Momento lembrado pelo presidente da Câmara de Sardoal, Miguel Borges, que não esqueceu de referir que a Semana Santa e Páscoa de Sardoal foram incluídas no Inventário Nacional do Património Cultural Imaterial.

“Fizemos uma exposição idêntica há cerca de 10 anos e esta exposição tem uma particularidade: permitir aos sardoalenses, e a quem nos visita, ver estas peças em pormenor. Vemos muitas vezes à distância de um altar, e essa distância é espiritualmente curta mas materialmente muito longa, para quem gosta de observar os pormenores e é isso que hoje é possível fazer; apreciar todas as peças que aqui estão”, começou por dizer o presidente da Câmara Miguel Borges, durante a inauguração da exposição.
Falando sobre “a oportunidade” de observação e apreciação destas 20 peças, designadamente o Seigan de Arte Namban, o autarca considerou que “podemos vê-las 10, 15, 20 ou 30 vezes e cada vez que as vemos encontramos sempre um pormenor novo”.
Além do Oratório destaque ainda para um Presépio do século XVIII, com a Senhora da Conceição e Menino Jesus, uma Custódia em prata dourada do século XVIII, uma Naveta de prata do século XVIII, uma Salva de prata do século XVIII, dois Paramentos igualmente do século XVIII, uma Pixide em prata dourada do século XVII, uma imagem Pietá em madeira policromada do século XVIII e uma Caldeirinha de água benta do final do século XV, na transição entre o Renascimento e o Maneirismo, considerada rara.

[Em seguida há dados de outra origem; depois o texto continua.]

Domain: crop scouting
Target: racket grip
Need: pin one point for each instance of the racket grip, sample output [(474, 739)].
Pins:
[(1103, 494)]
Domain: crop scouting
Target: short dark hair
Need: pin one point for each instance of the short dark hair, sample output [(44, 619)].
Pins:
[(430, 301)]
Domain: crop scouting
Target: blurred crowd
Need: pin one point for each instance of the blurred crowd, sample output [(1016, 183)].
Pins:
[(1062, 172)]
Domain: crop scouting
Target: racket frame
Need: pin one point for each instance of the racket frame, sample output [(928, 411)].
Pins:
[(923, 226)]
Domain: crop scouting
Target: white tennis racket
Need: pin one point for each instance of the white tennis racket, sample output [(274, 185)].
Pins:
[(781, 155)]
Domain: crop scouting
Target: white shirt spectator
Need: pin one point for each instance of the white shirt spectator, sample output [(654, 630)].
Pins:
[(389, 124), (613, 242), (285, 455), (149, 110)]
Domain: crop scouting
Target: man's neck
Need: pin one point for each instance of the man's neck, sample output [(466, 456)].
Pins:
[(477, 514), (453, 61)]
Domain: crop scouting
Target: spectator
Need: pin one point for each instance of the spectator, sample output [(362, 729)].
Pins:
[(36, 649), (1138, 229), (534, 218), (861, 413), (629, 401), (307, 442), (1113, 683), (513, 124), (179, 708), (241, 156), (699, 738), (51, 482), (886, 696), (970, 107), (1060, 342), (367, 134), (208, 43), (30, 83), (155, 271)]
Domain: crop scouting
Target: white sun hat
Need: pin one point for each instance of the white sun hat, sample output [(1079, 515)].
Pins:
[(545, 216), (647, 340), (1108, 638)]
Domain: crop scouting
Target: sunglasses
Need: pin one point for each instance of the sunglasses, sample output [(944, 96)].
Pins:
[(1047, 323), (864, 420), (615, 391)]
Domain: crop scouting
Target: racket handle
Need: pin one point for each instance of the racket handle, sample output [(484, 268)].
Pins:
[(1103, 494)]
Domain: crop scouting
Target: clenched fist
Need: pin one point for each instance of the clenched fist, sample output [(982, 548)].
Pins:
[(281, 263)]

Miguel Borges deu conta da exposição ter ainda outro objetivo e de querer “trazer muita gente” a Sardoal durante o período da quaresma e da Semana Santa. “Pessoas com alguma capacidade de decisão ou de influenciar quem decide. Porque é [os paramentos] uma pequena mostra daquilo que está em gavetões e que urge ser recuperado, urge arranjar uma forma de, pelo menos, não deixar degradar ainda mais”.
Confessa que terminará o seu último mandato, enquanto autarca, com “alguma mágoa” se não conseguir avançar com a recuperação da Igreja Matriz de Sardoal, admitindo que “dificilmente” o fará.
“Basta olhar para a Igreja Matriz, para o Pórtico da Santa Casa da Misericórdia e outras coisas mais e perceber como é que neste país o património é tratado. O Estado, principalmente a nossa CCDR Centro, entende só merecer financiamento o património nacional. Então e todo este património que é privado? Como a Capela da Nossa Senhora da Lapa, que é privada, e o nosso Estado permite que avance num estado de degradação tal sem que nada seja feito. É a nossa História, a nossa Arte, é tudo isto que se está a perder. Era muito importante que alguém tivesse essa consciência”, afirmou.
Por seu lado, o provedor da Santa Casa da Misericórdia de Sardoal, Fernando Moleirinho, agradeceu a presença dos convidados durante a inauguração da exposição com “peças muito importantes não só para o concelho de Sardoal mas para todo o país. É uma amostra daquilo que o interior tem […] era importante que os governos começassem a perceber que Portugal não é só o litoral. Portugal tem um interior rico não só em pessoas mas rico em património e em cultura”.
A exposição pode ser visitada de terça a sábado, das 15h00 às 19h00, encerrando aos domingos, segundas-feiras e feriados.